Di satu sisi, pembangunan monumen dipahami sebagai upaya memperkuat identitas budaya dan sejarah bahasa Melayu yang menjadi bagian penting dari peradaban di wilayah ini. Namun, di sisi lain, publik mempertanyakan urgensinya ketika masih banyak kebutuhan dasar masyarakat yang belum terpenuhi secara optimal, mulai dari fasilitas pendidikan di wilayah terpencil, pengentasan kemiskinan, hingga perbaikan infrastruktur jalan.
Kondisi tersebut menggambarkan dilema yang sering muncul dalam tata kelola pembangunan pada sistem ekonomi kapitalisme. Pembangunan sering kali digerakkan oleh ambisi proyek, simbol prestise, atau agenda pencitraan, bukan semata-mata berdasarkan kebutuhan paling mendesak masyarakat. Akibatnya, kebijakan yang diambil kerap bertolak belakang dengan kepentingan rakyat yang membutuhkan solusi konkret terhadap persoalan hidup sehari-hari.
Padahal, secara prioritas, monumen atau tugu bukanlah kebutuhan primer masyarakat. Ketika sebagian warga masih menghadapi kesulitan akses pendidikan, layanan kesehatan, serta infrastruktur yang memadai, pembangunan proyek simbolik berpotensi dianggap kurang sensitif terhadap realitas sosial yang ada.
Dalam perspektif tata kelola Islam, pengelolaan keuangan negara memiliki prinsip yang sangat jelas mengenai prioritas kebutuhan rakyat. Dana negara yang berada dalam lembaga keuangan publik seperti Baitulmal diarahkan pertama-tama untuk memenuhi kebutuhan pokok masyarakat, seperti sandang, pangan, papan, pendidikan, kesehatan, dan keamanan. Negara berfungsi sebagai ra’in (pengurus rakyat) yang memastikan setiap individu memperoleh hak-hak dasar tersebut.

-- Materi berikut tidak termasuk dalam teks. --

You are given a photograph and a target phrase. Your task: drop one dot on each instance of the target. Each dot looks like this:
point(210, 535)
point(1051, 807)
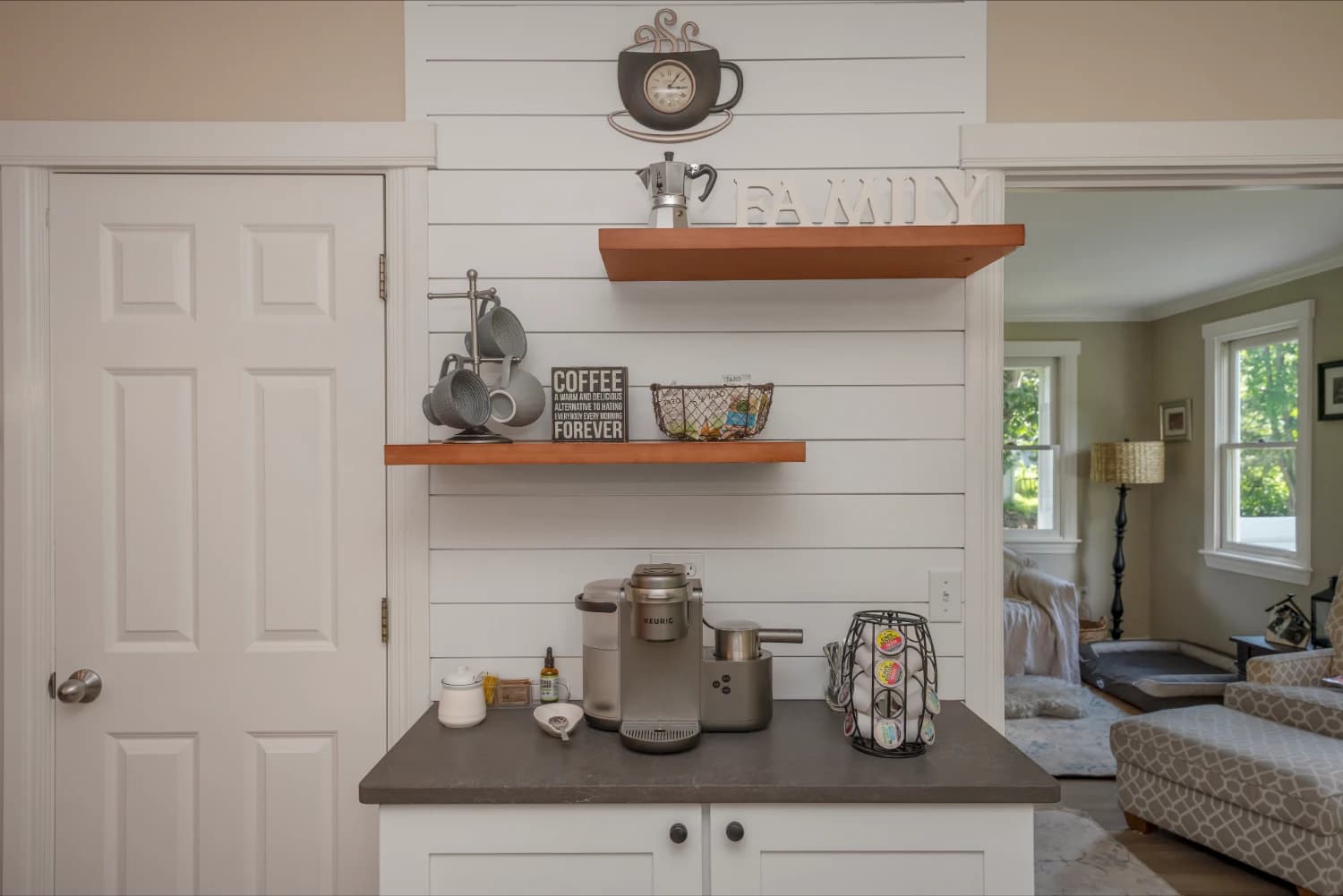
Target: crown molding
point(1077, 316)
point(1079, 152)
point(1168, 308)
point(1244, 287)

Jika dana negara tidak mencukupi untuk pembangunan yang bersifat pelengkap atau simbolik, proyek tersebut dapat ditunda hingga kondisi keuangan memungkinkan. Dalam sistem ini, negara tidak dibenarkan membebani rakyat dengan utang hanya untuk memenuhi proyek yang bukan kebutuhan mendesak.
Selain itu, pengeluaran dari kas negara dalam sistem Islam didasarkan pada skala prioritas kemaslahatan masyarakat. Anggaran tidak disusun atas dasar ambisi, gengsi pembangunan, ataupun kepentingan politik. Sebaliknya, seluruh kebijakan finansial diarahkan untuk memastikan kesejahteraan rakyat secara nyata.
Karena itu, wacana pembangunan Tugu Bahasa seharusnya menjadi momentum untuk meninjau kembali orientasi pembangunan daerah. Apakah kebijakan yang diambil benar-benar menjawab kebutuhan masyarakat atau sekadar menghadirkan simbol yang indah, tetapi jauh dari persoalan mendasar yang dihadapi rakyat?
Pembangunan sejatinya bukan sekadar meninggalkan monumen fisik yang menjulang tinggi. Yang lebih penting adalah meninggalkan jejak kesejahteraan yang nyata bagi masyarakat. Tanpa itu, sebuah tugu mungkin berdiri megah, tetapi ia berdiri di atas pertanyaan besar tentang prioritas dan keberpihakan kebijakan.